FILE PHOTO: Ghana’s President Nana Akufo-Addo addresses participants of the “G20 Investment Summit – German Business and the CwA Countries 2019” on the sidelines of a Compact with Africa (CwA) in Berlin , Germany November 19, 2019. John MacDougall/Pool via REUTERS/File Photo
ABIDJAN (Reuters) – Ghana’s government said it is determined to join a West African currency that will replace the France-backed CFA franc as soon as next year in eight regional countries, but it urged members of the currency union to ditch a planned peg to the euro.
Ghana’s adoption of the new currency, which is called the eco, would make it the bloc’s largest economy, ahead of neighbour Ivory Coast.
Ghana is not part of the West African Economic and Monetary Union (UEMOA) of mostly former French colonies that uses the CFA franc and has its own currency, the cedi.

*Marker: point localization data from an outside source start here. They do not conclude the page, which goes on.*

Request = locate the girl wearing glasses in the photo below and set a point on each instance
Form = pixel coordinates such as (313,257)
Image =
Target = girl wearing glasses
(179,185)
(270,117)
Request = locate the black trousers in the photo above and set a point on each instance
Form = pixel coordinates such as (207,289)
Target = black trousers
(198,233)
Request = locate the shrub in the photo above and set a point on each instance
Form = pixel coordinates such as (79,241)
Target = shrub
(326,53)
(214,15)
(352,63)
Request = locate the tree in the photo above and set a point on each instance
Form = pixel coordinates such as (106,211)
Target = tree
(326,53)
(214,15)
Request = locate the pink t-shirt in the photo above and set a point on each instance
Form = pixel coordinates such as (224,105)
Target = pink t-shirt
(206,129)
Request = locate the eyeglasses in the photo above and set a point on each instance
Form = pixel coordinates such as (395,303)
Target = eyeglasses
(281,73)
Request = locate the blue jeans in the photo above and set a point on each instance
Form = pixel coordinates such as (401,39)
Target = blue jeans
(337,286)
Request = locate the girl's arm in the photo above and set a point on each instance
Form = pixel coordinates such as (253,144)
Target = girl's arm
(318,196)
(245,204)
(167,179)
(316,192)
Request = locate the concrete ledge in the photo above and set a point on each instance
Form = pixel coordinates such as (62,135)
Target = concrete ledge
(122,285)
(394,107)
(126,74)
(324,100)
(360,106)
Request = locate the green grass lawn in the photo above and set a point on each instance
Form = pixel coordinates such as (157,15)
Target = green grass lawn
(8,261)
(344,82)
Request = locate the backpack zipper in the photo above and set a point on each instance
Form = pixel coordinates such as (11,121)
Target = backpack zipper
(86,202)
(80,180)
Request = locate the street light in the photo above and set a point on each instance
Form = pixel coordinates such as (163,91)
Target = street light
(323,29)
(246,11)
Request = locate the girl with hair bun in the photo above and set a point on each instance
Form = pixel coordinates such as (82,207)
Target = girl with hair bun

Ivory Coast President Alassane Ouattara and French President Emmanuel Macron announced this month that West Africa’s monetary union had agreed to cut some financial links with Paris that have underpinned the region’s common currency since its creation soon after World War Two.
Under the deal, African countries in the bloc will not have to keep half of their reserves in the French Treasury and a French representative will no longer sit on the currency union’s board.
“We, in Ghana, are determined to do whatever we can to enable us (to) join the Member States of UEMOA, soon, in the use of the eco, as, we believe, it will help remove trade and monetary barriers,” President Nana Akufo-Addo’s office said in a statement.
However, the statement indicated that Ghana opposed plans to keep the eco pegged to the euro, urging regional authorities to work quickly toward “adopting a flexible exchange rate regime”.
The countries due to change from the CFA franc to the eco are Benin, Burkina Faso, Guinea-Bissau, Ivory Coast, Mali, Niger, Senegal and Togo – all former French colonies except Guinea-Bissau.
The group is aiming to have the new currency up and running by the end of 2020.